Total organic macromolecules in the shells of D. tenuis is 24.6 wt.% and for L. anatina is 40.6 wt.% [1]. After demineralization and deproteination, the amount of organic macromolecules reduced to 12.9 wt.% for D. tenuis and 26.6 wt.% for L. anatina. The extraction methods and calculation from TGA reveal the presence of phosphatic soluble organic macromolecules in L. anatina (14.0 wt.%) and D. tenuis (11.7 wt.%). Based on the previous work of Lévêque et al. [66], there may be soluble organic matrices in Ca-phosphate shells that greatly contribute and/or influence the nucleation and growth of brachiopod shells. The inorganic matrix provides the structural strength, stiffness and rigidity for many invertebrate shells, including organophosphatic brachiopod shells [67]. However, polysaccharide chitin offers increased strength and flexibility [67, 68].

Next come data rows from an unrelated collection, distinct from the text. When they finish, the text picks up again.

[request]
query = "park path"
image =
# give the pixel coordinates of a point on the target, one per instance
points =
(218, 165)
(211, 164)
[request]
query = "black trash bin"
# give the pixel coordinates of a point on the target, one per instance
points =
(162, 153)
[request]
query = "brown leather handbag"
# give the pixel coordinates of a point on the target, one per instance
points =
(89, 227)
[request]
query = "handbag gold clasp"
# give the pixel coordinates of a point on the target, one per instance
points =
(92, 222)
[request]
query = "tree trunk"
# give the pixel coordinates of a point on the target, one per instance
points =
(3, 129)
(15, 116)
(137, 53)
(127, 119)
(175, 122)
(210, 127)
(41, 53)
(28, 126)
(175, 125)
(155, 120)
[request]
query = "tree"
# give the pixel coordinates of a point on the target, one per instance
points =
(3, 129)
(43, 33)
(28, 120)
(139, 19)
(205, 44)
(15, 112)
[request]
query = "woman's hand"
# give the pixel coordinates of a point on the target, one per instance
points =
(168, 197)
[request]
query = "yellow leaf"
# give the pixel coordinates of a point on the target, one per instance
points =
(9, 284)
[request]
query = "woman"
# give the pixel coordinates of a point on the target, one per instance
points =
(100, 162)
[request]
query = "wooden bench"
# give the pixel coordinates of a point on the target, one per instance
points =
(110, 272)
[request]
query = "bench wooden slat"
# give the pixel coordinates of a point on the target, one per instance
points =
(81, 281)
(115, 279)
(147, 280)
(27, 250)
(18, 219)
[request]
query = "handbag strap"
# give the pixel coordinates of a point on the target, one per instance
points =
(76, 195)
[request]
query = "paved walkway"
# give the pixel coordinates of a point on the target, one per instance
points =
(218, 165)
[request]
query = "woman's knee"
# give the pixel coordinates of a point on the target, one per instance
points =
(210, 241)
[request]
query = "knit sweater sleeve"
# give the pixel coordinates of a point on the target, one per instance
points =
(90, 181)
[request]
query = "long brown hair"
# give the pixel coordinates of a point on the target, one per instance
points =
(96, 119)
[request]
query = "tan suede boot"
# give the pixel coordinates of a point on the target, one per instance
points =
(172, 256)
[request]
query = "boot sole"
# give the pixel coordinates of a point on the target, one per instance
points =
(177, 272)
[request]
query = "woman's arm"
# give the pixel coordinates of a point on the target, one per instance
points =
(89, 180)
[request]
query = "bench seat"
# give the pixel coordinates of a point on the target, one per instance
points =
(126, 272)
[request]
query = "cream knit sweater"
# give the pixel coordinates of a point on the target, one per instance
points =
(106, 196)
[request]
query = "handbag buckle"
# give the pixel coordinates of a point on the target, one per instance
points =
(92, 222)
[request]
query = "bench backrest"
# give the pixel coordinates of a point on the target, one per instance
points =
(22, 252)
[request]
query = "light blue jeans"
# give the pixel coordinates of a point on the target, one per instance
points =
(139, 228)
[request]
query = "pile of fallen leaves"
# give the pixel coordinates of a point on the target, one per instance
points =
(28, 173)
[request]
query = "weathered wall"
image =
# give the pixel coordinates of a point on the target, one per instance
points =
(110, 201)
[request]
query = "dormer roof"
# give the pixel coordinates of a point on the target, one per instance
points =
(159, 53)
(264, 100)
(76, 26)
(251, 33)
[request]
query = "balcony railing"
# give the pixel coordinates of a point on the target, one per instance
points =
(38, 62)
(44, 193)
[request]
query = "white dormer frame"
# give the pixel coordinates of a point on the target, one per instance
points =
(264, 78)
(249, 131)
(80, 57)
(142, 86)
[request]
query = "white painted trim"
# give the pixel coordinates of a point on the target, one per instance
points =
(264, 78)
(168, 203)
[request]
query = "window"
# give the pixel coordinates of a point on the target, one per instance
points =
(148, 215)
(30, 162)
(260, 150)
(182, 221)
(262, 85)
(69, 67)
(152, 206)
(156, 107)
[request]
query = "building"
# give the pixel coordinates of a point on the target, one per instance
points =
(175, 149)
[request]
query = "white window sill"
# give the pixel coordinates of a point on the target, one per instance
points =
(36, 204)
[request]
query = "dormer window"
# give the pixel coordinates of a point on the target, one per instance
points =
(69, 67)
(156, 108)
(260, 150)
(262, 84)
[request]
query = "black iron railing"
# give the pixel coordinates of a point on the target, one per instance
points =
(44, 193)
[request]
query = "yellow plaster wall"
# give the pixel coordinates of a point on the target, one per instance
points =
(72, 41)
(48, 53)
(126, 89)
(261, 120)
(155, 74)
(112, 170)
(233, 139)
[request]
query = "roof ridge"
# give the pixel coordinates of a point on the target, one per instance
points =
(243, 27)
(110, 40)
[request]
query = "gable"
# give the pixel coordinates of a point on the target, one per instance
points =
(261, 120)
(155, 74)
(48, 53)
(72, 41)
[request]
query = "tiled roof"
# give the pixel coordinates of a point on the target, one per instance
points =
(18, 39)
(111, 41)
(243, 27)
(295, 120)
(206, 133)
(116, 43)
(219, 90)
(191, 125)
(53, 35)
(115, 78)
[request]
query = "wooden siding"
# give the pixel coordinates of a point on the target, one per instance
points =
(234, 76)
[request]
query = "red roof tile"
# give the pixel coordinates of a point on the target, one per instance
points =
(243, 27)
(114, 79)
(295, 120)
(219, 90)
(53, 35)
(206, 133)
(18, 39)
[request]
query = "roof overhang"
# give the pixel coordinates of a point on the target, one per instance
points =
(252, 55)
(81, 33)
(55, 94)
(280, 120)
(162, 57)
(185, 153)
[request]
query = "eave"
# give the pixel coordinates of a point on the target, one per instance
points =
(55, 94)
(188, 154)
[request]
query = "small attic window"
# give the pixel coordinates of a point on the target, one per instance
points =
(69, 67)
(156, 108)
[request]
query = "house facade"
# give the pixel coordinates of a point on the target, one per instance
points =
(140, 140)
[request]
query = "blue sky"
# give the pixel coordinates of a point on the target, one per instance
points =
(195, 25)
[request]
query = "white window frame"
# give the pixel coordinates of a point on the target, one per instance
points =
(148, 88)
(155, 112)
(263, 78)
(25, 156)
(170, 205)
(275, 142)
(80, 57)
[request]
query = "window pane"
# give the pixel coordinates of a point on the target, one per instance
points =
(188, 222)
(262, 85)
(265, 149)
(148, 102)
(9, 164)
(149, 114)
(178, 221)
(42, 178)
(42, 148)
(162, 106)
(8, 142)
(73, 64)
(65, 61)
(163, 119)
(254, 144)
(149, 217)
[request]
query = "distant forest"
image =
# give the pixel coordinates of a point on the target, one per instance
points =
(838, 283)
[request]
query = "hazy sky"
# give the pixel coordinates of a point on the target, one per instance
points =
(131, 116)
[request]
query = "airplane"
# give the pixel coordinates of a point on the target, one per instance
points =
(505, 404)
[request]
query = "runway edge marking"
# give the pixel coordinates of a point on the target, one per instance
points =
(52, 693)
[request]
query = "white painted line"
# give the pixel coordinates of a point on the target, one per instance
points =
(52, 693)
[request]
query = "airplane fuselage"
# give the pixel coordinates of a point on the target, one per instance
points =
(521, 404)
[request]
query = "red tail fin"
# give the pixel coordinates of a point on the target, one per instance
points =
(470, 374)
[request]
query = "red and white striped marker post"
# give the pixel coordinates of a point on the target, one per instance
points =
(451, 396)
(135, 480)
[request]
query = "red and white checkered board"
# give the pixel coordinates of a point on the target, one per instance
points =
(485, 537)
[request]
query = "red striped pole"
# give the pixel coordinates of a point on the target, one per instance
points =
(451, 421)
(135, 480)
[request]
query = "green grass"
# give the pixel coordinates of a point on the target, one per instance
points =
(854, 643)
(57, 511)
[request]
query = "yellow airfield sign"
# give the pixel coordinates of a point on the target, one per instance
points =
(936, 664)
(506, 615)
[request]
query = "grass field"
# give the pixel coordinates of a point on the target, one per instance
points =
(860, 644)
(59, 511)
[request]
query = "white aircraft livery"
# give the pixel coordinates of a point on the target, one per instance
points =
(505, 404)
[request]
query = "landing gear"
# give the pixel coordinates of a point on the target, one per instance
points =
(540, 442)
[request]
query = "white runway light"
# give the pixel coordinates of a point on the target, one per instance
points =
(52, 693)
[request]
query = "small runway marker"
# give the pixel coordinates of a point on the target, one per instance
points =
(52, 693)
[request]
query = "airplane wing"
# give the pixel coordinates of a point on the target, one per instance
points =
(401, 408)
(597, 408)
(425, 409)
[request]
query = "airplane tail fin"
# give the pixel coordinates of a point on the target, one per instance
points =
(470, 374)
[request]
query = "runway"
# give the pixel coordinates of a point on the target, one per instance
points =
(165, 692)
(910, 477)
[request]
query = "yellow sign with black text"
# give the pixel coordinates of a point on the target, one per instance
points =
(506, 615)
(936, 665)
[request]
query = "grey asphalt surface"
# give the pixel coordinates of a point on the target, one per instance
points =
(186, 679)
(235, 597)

L. anatina is clearly laminated with an alternating chitinous system and biomineralized chitin-phosphate layers. In contrast, lamination of the mineralization framework is less pronounced in the sessile epibenthic D. tenuis [67, 68]. Biomineralized laminae provide strength to the shells of L. anatina, and allow bending flexibility [68], a factor that may be important in the complex shell-first burrowing of living lingulids [27, 32,33,34]. However, flexibility is less important for the shallow marine epibenthic phosphate-shelled brachiopods [67]. Further, L. anatina shells contain an organic primary layer that protects the secondary layer from incipient cracks that can occur during the movement of the animal through the sediment [42, 43]. The flexible secondary layer of L. anatina consists of stacks of alternating mineralized and non-mineralized β-chitin sheets [42], see Fig. 6. Chitin chains lie parallel with the c-axes of the apatite components, and chitin fibrils are usually coated or covered with spherical and/or elongated shapes of Ca-phosphate particles [1, 39, 42]. The organized structure of the L. anatina shell helps divert fractures, and thus provides high flexibility while the animal burrows itself into and through the sediment [67, 68]. The analyses reported here reveal the architectural structures and polysaccharide matrix of two important phosphate-shelled brachiopods and demonstrate further a practical bioanalytical approach for analysing lophotrochozoan shells.

Conclusions

  1. 1.

    Based on FEG-SEM, vibrational spectroscopic analyses, and biochemical studies, phosphate-shelled brachiopods (Lingula anatina and Discinisca tenuis) contain chitin fibre composites with a fibrous protein concentration, which create suitable microenvironments for inorganic nanoparticle aggregation.

  2. 2.

    The polysaccharide-apatitic matrix composition of the shells of L. anatina is distinctly different from that of D. tenuis. For L. anatina, the polysaccharide fibre component is internally reinforced by a nanoscale Ca-phosphate component and is distinctively laminated. D. tenuis used a different shell architecture, because it contains a continuous compact layer with canals and a stratiform succession of microscale laminae.

  3. 3.

    This study highlights the differences in the shell ultrastructure of L. anatina and D. tenuis. L. anatina has a distinctive two-layer structure with apatite-rich lamellae and organophosphatic-rich lamellae. D. tenuis has a major and continuous compact layer, with organic fibrils entwined or intercalated with a Ca-phosphate mineral. However, based on the extraction methods and calculation from TGA, the amount of soluble shell macromolecules is similar, 14.0 wt.% for L. anatina and 11.7 wt.% for D. tenuis.

  4. 4

    It is proposed that the high polysaccharide chitin matrix content of L. anatina may contribute to its complex burrowing mechanism, in which the valves function as flexible digging tools, combined with the injection of water in a shell-first burrowing action that produces U-shaped burrows. The shell of L. anatina is composed of chitin sheets or lamellae, forming a laminar shell design that produces a flexible shell. Taken together, a flexible shell gives an advantage for burrowing and prompt movements in the burrow [26, 27, 32,33,34,35].